Following the desperately upsetting news headlines last week about preventable baby deaths at East Kent, including that of Harry Richford, aged just seven days old, whose death was described by the coroner as “wholly avoidable”, will the Secretary of State join me and Harry’s family in calling for a full, transparent public inquiry?
I thank the hon. Lady for raising this issue, and also my hon. Friend the Member for Dover (Mrs Elphicke), who made an excellent speech last night about this very issue at East Kent. I would like to reassure the hon. Lady that the Care Quality Commission conducted a further investigation of the whole trust last week and will take enforcement action if necessary. On Monday, I asked it to provide a summary report within 14 days. The Healthcare Safety Investigation Branch has examined 26 individual maternity cases at the trust, and it has already reported on 15. It was also asked on Monday to complete its work within 14 days and to send in a summary report to give us further information.

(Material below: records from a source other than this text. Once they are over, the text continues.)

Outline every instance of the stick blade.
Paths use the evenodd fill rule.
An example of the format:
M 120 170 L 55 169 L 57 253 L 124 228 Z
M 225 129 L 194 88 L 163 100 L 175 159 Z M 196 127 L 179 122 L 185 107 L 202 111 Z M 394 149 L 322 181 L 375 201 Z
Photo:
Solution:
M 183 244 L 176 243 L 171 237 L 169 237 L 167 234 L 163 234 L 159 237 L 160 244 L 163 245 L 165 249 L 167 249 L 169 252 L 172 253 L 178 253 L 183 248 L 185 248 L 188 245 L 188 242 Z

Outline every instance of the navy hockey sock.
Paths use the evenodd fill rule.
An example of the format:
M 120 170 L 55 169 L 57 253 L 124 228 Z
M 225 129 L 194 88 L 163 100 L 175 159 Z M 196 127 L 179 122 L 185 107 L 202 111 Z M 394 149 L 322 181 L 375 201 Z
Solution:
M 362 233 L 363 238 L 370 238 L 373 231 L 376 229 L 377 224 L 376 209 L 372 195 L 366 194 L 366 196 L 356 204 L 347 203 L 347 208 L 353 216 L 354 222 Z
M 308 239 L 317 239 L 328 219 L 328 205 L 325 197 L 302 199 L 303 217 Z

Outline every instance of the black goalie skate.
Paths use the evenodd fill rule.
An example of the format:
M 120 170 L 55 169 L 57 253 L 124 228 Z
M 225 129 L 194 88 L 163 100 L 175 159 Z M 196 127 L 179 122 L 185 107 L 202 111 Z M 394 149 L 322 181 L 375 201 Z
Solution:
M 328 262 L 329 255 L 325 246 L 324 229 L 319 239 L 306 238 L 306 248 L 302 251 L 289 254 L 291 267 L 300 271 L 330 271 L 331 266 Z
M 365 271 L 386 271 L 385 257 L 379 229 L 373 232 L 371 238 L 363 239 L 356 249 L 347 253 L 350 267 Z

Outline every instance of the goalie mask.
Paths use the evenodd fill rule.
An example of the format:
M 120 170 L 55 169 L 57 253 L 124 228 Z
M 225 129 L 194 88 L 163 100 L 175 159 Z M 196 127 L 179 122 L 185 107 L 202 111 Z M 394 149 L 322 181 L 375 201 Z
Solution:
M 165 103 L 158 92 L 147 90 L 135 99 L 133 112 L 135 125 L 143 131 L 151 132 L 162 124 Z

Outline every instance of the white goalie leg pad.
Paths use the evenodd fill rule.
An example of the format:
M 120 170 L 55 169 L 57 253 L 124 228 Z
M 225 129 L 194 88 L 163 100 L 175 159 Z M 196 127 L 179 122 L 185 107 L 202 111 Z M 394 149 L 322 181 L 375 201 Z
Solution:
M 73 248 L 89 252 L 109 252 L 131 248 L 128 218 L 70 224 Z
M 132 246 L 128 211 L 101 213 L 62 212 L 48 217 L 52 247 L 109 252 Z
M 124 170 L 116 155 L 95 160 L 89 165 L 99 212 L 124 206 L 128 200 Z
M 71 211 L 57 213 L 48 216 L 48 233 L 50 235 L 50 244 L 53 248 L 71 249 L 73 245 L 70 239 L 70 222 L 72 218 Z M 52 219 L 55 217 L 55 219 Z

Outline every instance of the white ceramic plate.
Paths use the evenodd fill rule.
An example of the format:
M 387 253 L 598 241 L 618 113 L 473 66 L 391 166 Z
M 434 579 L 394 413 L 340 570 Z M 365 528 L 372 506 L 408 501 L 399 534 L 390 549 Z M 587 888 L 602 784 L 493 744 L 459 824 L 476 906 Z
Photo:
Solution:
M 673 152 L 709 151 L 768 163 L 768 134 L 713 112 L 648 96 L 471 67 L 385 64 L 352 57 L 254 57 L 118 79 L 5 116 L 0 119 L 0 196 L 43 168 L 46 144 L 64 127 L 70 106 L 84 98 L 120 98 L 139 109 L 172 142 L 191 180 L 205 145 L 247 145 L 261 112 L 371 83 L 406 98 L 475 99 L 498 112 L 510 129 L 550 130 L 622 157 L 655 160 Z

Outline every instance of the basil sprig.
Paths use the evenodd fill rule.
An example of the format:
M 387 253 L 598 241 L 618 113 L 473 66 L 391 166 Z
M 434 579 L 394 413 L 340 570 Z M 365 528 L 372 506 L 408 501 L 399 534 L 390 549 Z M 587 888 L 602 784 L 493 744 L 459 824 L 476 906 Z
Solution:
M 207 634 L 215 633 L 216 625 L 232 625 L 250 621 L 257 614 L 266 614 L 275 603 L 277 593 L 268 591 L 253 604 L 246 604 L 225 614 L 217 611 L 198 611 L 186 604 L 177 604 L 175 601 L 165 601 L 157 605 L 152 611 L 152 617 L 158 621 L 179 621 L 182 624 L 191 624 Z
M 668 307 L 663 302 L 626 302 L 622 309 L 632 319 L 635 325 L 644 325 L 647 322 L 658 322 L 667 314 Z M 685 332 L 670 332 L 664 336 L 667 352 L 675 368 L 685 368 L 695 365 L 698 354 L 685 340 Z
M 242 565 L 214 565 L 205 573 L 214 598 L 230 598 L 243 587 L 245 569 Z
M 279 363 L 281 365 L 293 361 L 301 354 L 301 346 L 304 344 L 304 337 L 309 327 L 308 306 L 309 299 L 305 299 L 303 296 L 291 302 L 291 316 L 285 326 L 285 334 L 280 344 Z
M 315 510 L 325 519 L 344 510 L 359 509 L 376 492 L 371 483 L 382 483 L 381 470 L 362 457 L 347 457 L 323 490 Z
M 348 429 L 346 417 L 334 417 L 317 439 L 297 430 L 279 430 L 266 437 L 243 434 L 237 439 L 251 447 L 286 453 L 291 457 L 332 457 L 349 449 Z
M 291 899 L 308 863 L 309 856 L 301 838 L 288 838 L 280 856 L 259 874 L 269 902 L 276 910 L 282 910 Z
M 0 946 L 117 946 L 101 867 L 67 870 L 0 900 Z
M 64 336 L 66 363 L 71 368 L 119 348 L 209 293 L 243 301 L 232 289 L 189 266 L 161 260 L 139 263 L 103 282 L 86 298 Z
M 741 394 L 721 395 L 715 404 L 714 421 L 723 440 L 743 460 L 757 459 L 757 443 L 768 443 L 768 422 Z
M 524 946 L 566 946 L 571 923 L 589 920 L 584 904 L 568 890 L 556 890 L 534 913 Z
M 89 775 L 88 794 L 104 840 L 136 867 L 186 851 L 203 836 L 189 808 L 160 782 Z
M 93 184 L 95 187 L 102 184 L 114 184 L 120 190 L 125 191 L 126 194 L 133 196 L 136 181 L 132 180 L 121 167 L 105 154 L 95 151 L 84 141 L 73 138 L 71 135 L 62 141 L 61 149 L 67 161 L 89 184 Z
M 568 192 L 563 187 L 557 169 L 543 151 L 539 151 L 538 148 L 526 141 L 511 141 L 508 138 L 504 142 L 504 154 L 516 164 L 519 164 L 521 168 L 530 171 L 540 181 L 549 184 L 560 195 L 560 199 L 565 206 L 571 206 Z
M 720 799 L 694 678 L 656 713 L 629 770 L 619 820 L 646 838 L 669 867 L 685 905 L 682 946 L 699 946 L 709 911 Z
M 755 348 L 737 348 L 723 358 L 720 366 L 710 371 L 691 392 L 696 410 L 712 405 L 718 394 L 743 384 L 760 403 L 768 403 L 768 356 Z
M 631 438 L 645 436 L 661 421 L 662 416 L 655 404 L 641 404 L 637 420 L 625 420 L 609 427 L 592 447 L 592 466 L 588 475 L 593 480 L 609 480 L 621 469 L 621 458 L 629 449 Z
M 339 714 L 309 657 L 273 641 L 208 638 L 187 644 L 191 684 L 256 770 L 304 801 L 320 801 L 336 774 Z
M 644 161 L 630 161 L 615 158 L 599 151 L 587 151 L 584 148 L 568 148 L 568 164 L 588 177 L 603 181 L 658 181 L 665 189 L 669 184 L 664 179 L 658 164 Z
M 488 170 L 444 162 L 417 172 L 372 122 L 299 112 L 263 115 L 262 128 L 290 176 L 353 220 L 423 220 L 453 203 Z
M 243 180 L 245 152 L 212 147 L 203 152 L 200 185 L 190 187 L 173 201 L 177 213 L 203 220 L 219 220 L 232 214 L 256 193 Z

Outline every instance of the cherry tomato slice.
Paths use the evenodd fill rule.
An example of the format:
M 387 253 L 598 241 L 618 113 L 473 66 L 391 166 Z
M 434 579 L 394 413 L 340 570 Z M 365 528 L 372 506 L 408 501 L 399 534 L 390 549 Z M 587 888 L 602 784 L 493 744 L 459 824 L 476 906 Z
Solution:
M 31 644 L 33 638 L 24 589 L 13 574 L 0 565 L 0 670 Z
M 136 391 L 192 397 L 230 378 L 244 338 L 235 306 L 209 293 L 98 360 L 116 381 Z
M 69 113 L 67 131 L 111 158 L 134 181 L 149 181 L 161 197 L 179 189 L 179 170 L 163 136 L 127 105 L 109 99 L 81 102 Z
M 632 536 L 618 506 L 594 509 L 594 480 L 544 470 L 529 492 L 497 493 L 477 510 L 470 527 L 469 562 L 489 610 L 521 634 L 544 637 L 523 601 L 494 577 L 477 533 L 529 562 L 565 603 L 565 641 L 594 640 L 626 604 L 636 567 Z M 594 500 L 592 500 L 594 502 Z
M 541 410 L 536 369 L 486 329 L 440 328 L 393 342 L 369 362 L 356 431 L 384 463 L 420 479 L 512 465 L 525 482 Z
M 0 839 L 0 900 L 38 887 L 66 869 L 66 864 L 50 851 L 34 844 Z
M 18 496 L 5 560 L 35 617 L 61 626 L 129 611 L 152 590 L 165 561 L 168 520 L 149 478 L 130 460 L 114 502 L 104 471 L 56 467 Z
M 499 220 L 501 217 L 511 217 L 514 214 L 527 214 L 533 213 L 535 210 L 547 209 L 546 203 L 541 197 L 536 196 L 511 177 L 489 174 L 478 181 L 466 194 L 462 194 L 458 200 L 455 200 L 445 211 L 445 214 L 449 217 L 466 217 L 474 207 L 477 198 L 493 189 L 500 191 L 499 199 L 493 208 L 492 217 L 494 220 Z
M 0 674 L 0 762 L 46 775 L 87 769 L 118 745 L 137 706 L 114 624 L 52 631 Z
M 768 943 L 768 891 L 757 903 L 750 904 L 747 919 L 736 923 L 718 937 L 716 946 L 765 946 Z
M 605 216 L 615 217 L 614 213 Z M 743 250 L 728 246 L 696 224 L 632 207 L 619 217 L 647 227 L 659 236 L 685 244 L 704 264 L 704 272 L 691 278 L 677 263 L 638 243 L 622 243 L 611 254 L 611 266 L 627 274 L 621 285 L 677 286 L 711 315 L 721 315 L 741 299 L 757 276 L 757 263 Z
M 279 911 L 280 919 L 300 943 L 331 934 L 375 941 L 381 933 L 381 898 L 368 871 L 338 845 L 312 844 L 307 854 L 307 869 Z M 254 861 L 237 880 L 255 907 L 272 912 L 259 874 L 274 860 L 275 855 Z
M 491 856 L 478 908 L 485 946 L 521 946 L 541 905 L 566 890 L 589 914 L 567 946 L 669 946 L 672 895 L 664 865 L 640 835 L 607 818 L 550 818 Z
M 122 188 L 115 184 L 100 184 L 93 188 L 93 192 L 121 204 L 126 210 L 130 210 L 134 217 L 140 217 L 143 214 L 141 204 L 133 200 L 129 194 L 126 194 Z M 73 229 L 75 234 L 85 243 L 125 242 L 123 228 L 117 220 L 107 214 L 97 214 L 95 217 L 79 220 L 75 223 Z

The Secretary of State will know that my local Labour party has been running an outrageous campaign saying that the Parsons Green walk-in centre is set to close. The clinical commissioning group has confirmed that that is not the case, and the facility is both busy and popular. Will he join me in condemning this latest scare tactic from my local Labour party about local NHS facilities that are both popular and well used?
That is absolutely right. Last year, my right hon. Friend campaigned for and secured the long-term future of the Parsons Green walk-in centre. That announcement was made, and then the scaremongering carried on, supported by the local Labour party and the hon. Member for Hammersmith (Andy Slaughter), who is a disgrace in the way he campaigns because it worries vulnerable people who think that things are going to close. I pay tribute to my right hon. Friend and send a message to people far and wide in Parsons Green that their walk-in centre is staying open.
Of course, it is incredibly important that we have appropriate measures in place for those who return from China—not only those returning from outside Wuhan, but those returning from Wuhan should they do so. Those are being put in place, and of course we are making budgets available to ensure that all support necessary is given.
Order. Unfortunately, that is the end of questions. I hope that we will get in a few more next time.
The House will wish to be aware that there will be a statement today after the conclusion of proceedings on the Direct Payments to Farmers (Legislative Continuity) Bill. I cannot confirm a time exactly, but it should be before 3.30 pm, and the start of proceedings on the Third Reading of the Bill will serve to give some notice of the likely start time. I hope that is helpful to Members.